A good credit score is not about bragging rights. It is an essential tool for a healthy financial situation. Unless you are independently wealthy, there are many things you will have to buy on credit. These include a house, cars, furniture and appliances. Having a major credit card or two is also helpful when making big-ticket purchases or paying for vacations. There are also times when you must have a major credit card such as when renting a car. Without question, your credit score matters. But how do you get that number up? Here are some tips to build your score.
Maintain a Low Balance to Limit Ratio
When a lender runs a credit check, you want your number to be as high as possible, at least above 700. One of the things credit agencies look at is the ratio between your total balances and the total amount of your credit limits. This includes all credit cards, mortgages, student and car loans and any other lines of credit. The ratio is expressed as a percentage, so let’s say your total limit is $1,000 and your balances are $250. Your ratio is 25%. Ideally, you want to keep your ratio under 30% to maintain a high score. The lower the better.
You can improve your ratio obviously by making payments. Paying off lines of credit completely can boost your score significantly. You can also lower your ratio by increasing your total limit. This can be accomplished by obtaining a new credit card or line of credit or getting an increase on the limit of an existing line. Just be careful not to spend frivolously with the new credit. That will defeat the purpose.
Make Your Payments on Time
The most obvious thing that you can do for your credit score is to make at least your minimum payments on time, month after month.
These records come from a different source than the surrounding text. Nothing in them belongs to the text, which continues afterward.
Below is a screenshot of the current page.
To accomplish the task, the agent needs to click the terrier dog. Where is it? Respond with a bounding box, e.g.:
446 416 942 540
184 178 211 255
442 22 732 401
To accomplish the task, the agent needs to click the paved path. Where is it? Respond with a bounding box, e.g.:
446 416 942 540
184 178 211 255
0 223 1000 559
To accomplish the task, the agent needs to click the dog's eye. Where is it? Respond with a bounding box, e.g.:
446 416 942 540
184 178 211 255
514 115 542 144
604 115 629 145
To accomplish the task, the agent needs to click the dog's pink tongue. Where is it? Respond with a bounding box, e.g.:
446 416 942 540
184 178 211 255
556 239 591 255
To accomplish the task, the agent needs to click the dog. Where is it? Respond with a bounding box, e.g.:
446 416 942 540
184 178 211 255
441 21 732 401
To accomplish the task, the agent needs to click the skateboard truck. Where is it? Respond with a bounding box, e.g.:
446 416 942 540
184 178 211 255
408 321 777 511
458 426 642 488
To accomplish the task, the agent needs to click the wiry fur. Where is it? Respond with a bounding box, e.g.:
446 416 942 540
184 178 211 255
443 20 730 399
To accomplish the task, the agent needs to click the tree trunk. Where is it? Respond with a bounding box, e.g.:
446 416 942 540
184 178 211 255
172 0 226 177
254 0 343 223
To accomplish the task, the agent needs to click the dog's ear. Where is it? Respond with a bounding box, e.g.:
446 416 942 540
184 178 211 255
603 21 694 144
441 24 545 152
Late payments cost you more in fees and are damaging to your score. Paying less than the minimum can also cause it to drop. If you can, pay more than the minimum. It will save you interest. This can be time-consuming, but it will help your score continually rise, provided you keep your balances in check.
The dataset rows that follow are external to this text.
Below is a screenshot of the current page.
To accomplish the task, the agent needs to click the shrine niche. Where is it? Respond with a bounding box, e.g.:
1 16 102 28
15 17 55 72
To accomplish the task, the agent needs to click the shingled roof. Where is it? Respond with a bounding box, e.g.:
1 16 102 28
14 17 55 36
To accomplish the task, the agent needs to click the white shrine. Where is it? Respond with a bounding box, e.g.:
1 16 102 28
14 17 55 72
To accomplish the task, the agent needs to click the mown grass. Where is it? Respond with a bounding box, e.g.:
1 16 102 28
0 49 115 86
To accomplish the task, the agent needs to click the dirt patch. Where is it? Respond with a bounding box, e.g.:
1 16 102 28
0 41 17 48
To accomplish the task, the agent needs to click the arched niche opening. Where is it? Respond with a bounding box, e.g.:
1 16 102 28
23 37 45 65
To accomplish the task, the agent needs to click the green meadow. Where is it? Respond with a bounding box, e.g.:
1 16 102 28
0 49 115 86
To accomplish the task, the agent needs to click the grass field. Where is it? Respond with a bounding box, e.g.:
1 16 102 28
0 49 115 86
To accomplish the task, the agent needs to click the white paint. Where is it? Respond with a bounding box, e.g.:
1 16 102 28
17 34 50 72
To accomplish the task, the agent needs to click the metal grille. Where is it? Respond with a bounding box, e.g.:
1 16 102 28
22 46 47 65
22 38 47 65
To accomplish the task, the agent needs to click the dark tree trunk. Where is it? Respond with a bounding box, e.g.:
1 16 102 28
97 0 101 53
Keep Paid-off Accounts Open
It can be tempting to close an account after you have paid it off especially if it has high fees. Don’t be hasty in doing so. Closing an account will lower your total limit and raise your balance to limit ratio. This will hurt your credit score. Often, when you first start out building credit, cards with high fees are your only option. As your score improves, you can get better cards with no fees. But before you dump those paid-off cards, replace them and keep your total limit from getting lower.
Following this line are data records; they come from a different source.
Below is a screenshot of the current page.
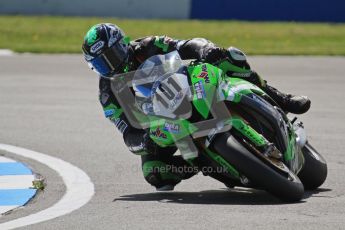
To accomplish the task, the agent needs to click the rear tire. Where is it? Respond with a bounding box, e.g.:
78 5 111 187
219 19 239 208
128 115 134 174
298 142 327 190
213 133 304 202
Have a Mix of Credit Lines
Having installment loans as well as credit cards is preferred by FICO. A mortgage, car loan or student loan is an example of an installment loan and any of these will do. Although you don’t want to have too many credit cards, having at least two is a good idea. You want to show that you can manage multiple lines of credit of varying types. This is a sure way to raise your credit score and keep it high.
Good credit is essential today. Without it, your purchasing power is limited and it can even affect getting approved to rent an apartment. Some jobs will also check your credit score. By following these tips, you can quickly build an outstanding score and maintain it. It will make your life a little easier.